Later on Monday, Mr Hancock told a Number 10 media briefing: “We have visited every eligible care home with older residents in England and offered vaccinations to all of their residents and staff. This has been an incredible example of health and social care working side by side to protect people who are in the most need.”

Martin Green, chief executive of Care England, which represents care home operators, praised the speed and effectiveness of the rollout. But he added that a second dose within a shorter timescale “might help protect those most at risk of severe disease and mortality and also alleviate the burden upon the NHS by preventing hospitalisation”. Care England is also seeking assurances that there will be adequate supplies of the second dose.

Deaths in care homes with Covid-19 on the death certificate have risen by about a third in England and Wales over the past week.

On December 31, the UK’s four chief medical officers said they were “confident that based on publicly available data as well as data available to the [Joint Committee on Vaccination and Immunisation] . . . that the first dose of either Pfizer or [AstraZeneca] vaccine provides substantial protection within two to three weeks of vaccination for clinical disease, and in particular severe Covid disease”.

Geoff Butcher, who runs a group of six care homes in the Midlands, said it had completed inoculation of all its residents over a week ago.
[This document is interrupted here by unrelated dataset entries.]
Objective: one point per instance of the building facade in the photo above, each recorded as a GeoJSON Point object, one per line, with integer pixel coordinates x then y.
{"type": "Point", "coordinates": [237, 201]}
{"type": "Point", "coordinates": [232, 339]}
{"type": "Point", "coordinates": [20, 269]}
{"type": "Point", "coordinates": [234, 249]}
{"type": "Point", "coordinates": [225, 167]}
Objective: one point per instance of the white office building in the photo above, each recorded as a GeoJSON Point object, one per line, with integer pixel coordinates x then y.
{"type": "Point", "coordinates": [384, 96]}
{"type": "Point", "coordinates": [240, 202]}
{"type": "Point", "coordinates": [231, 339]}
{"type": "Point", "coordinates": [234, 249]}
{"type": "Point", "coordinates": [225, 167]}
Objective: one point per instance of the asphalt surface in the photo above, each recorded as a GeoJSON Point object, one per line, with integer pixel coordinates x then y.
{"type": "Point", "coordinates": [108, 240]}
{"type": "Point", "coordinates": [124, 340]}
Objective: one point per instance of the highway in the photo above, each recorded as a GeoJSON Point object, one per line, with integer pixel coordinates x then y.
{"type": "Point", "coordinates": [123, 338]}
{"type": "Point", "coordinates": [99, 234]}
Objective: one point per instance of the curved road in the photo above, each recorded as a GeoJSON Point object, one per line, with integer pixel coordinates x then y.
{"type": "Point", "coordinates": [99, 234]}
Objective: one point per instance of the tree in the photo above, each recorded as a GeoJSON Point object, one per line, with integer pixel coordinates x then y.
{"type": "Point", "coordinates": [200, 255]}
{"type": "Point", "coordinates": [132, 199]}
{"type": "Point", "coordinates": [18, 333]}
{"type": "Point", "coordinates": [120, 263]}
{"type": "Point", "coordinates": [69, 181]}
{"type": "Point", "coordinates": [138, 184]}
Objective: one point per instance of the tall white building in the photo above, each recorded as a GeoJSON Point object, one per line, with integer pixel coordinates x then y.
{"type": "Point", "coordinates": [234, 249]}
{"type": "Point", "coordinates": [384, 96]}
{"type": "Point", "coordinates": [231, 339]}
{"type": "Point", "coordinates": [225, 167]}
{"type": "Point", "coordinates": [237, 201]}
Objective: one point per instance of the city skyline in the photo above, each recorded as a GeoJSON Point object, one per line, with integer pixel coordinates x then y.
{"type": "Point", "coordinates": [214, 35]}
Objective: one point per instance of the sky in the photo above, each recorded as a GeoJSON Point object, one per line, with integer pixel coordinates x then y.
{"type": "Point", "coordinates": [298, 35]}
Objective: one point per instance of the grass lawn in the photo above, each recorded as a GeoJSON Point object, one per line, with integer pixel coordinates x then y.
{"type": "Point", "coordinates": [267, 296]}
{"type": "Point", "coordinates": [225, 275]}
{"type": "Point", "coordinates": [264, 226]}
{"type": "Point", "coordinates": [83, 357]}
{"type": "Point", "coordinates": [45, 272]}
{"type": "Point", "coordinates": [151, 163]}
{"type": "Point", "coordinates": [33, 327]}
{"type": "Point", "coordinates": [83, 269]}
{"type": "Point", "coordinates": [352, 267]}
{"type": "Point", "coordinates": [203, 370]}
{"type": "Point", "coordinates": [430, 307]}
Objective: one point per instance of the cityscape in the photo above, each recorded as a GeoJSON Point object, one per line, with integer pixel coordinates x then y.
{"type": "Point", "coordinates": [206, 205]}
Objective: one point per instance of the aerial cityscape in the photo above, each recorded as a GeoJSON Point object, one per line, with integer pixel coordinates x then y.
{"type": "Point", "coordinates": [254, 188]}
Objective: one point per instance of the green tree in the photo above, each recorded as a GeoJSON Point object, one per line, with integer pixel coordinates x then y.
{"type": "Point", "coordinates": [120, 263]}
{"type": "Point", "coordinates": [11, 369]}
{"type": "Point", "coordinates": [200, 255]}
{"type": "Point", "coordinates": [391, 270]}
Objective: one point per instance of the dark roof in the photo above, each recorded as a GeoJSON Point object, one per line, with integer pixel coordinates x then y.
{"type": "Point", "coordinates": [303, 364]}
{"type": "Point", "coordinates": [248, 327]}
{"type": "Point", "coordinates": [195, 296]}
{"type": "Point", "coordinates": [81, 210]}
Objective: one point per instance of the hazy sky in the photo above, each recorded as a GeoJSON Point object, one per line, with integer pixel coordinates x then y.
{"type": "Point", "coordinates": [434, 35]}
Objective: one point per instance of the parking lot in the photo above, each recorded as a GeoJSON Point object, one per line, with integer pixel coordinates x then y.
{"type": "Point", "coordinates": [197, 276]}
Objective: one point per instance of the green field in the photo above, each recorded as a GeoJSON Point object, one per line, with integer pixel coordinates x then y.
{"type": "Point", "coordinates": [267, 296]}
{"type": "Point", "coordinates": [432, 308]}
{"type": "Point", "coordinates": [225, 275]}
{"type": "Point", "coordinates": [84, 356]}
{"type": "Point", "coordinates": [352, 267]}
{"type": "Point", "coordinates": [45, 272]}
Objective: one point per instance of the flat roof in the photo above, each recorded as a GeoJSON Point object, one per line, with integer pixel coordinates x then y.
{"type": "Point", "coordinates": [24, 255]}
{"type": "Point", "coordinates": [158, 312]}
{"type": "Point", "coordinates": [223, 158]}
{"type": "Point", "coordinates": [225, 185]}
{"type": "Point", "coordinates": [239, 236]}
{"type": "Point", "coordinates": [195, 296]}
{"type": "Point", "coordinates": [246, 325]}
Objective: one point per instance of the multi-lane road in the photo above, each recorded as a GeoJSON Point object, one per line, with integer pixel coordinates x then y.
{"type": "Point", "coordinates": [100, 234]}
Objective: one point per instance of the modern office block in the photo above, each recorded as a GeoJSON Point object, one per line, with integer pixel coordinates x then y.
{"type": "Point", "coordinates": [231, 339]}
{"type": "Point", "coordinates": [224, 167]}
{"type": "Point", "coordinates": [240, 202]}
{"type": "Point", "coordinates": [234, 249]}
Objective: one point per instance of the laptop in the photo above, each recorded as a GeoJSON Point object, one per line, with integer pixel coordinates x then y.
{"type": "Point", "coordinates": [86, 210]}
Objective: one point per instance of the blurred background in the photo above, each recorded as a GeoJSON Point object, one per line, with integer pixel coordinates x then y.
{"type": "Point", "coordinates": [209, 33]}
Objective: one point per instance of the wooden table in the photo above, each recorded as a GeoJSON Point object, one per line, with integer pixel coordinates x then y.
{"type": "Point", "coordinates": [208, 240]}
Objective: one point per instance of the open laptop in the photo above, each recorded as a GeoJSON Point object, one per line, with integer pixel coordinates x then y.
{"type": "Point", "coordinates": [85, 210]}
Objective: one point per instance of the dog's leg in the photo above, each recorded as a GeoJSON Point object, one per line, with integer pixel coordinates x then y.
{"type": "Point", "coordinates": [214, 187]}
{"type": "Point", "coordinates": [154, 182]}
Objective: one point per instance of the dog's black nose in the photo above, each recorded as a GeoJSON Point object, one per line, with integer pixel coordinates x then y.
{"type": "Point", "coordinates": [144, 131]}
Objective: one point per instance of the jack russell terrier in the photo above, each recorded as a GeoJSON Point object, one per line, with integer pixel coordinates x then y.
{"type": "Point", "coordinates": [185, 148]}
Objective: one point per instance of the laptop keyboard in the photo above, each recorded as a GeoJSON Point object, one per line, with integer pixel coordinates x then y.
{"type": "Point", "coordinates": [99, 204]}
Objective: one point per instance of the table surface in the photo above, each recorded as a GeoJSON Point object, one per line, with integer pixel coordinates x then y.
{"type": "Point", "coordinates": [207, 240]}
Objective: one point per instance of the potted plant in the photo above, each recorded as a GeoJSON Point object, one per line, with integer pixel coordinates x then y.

However, in one of its homes more than half the residents had recently tested positive for the virus in an outbreak that had started three weeks after receiving the Pfizer vaccine.

Five had since died “directly from Covid . . . these are people who were elderly and frail but we [previously] had no concerns about them and they’ve all got Covid on their death certificate”, he added.

Martin Vernon, a consultant geriatrician in Greater Manchester and formerly a senior official in charge of care for older people at NHS England, said he had recently seen “a substantial outbreak” in a fully vaccinated care home that would have been due for the second dose round about now, within the 21 day interval. “Unfortunately some of those people are now very poorly,” he added.

Prof Vernon likened the choice to go against the three week dosing interval tested by Pfizer during clinical trials, to the decision, about a year ago, to move people out of hospital and into care homes without testing them for the disease, helping to spread the virus.

“We are knowingly being instructed to expose one of the most vulnerable groups a second time around to a level of risk that we cannot easily quantify but can anticipate to be higher than if we had followed the available scientific evidence,” Prof Vernon said.

The health department said: “[The approved vaccines] provide a high degree of protection after the first dose, and the government has closely followed the guidance of the Joint Committee on Vaccination and Immunisation which was clear that we should give as many people as possible some level of immunity initially.”